Segundo Julio Albrecht, pesquisador em melhoramento genético de trigo da Embrapa Cerrados, a área plantada na Bahia, Mato Grosso, Goiás, DF e Minas, estimada em 200 mil hectares, deve ter um aumento de 10% a 15% devido ao incentivo do preço e também pela importância do trigo na rotação de culturas.

O produtor Hélio Dal Bello, que trocou o Rio Grande do Sul pelo Distrito Federal há 43 anos, é um dos que vai plantar mais trigo nesta safra. “Levando em conta o preço da saca, vou ampliar a área plantada no ano passado de 450 hectares em sequeiro para 650 hectares.”

Os associados da Cooperativa Agropecuária da Região do Distrito Federal (Coopa-DF), também vão aumentar a área de trigo nesta safra, segundo Cláudio Malinski, responsável técnico da cooperativa, que tem um moinho processando diariamente 60 toneladas de trigo 100% produzido no Cerrado.

“O aumento de área na região poderia até ser maior se houvesse mais sementes”, diz Albrecht. Segundo ele, está ocorrendo nos últimos dias uma busca muito grande por sementes em função da guerra entre Rússia e Ucrânia, grandes produtores e exportadores do cereal. Além da Embrapa, as empresas Biotrigo e OR Sementes oferecem cultivares específicas para o Cerrado. Wagner, da Biotrigo, diz que não há falta de sementes, mas algumas cultivares estão com volume reduzido e falta capilaridade na distribuição.
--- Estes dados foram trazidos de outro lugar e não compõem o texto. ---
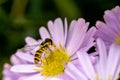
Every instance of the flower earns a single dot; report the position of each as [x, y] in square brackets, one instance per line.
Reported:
[109, 31]
[107, 66]
[54, 61]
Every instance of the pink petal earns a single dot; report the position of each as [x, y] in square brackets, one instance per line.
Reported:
[103, 56]
[44, 33]
[58, 25]
[30, 41]
[25, 56]
[113, 59]
[74, 73]
[76, 35]
[86, 64]
[23, 68]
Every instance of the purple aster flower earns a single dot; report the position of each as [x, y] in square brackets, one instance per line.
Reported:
[53, 64]
[109, 31]
[107, 66]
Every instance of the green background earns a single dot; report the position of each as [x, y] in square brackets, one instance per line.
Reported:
[21, 18]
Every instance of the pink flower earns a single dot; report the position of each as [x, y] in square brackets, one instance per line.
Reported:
[66, 44]
[107, 66]
[109, 31]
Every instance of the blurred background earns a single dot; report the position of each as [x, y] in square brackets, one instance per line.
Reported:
[21, 18]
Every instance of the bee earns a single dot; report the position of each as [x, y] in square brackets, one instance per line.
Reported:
[44, 46]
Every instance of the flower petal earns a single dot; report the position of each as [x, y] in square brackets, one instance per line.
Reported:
[74, 73]
[76, 35]
[30, 41]
[86, 64]
[23, 68]
[44, 33]
[25, 56]
[103, 57]
[113, 60]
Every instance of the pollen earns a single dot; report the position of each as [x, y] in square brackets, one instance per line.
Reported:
[54, 63]
[118, 40]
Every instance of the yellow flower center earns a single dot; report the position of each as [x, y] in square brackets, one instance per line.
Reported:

Albrecht afirma que a expectativa é de uma produtividade maior no Cerrado, desde que as condições climáticas sejam favoráveis e não faltem fertilizantes. Na produção de sequeiro, com investimento menor, a produtividade fica em torno de 2 mil quilos por hectare. No irrigado, passa de 6 mil. Em setembro de 2021, um produtor de Cristalina (GO) bateu o recorde mundial de produtividade diário ao colher 9.630 kg de trigo por hectare, o correspondente a 160,5 sacas.

Produtores e especialistas do setor apontam o aumento de custo dos fertilizantes como um fator de incerteza nesta safra. “Pagamos agora R$ 6.000 por um fertilizante que custava R$ 2.500 no ano passado. Não acredito que vai faltar, mas está muito caro”, diz Malinski, da Coopa-DF. “O fertilizante não vai limitar a área plantada, mas deve ser um limitador da tecnologia empregada na cultura”, diz Wagner.

Segundo o boletim da Companhia Nacional de Abastecimento divulgado nesta quinta (10/3), a estimativa é que sejam cultivados 2,8 milhões de hectares de trigo no Brasil, com uma recuperação de produtividade de 8%, totalizando 2.876 kg/ha. A safra estimada é de 7,88 milhões de toneladas (mais 2,6%) para um consumo de 13 milhões.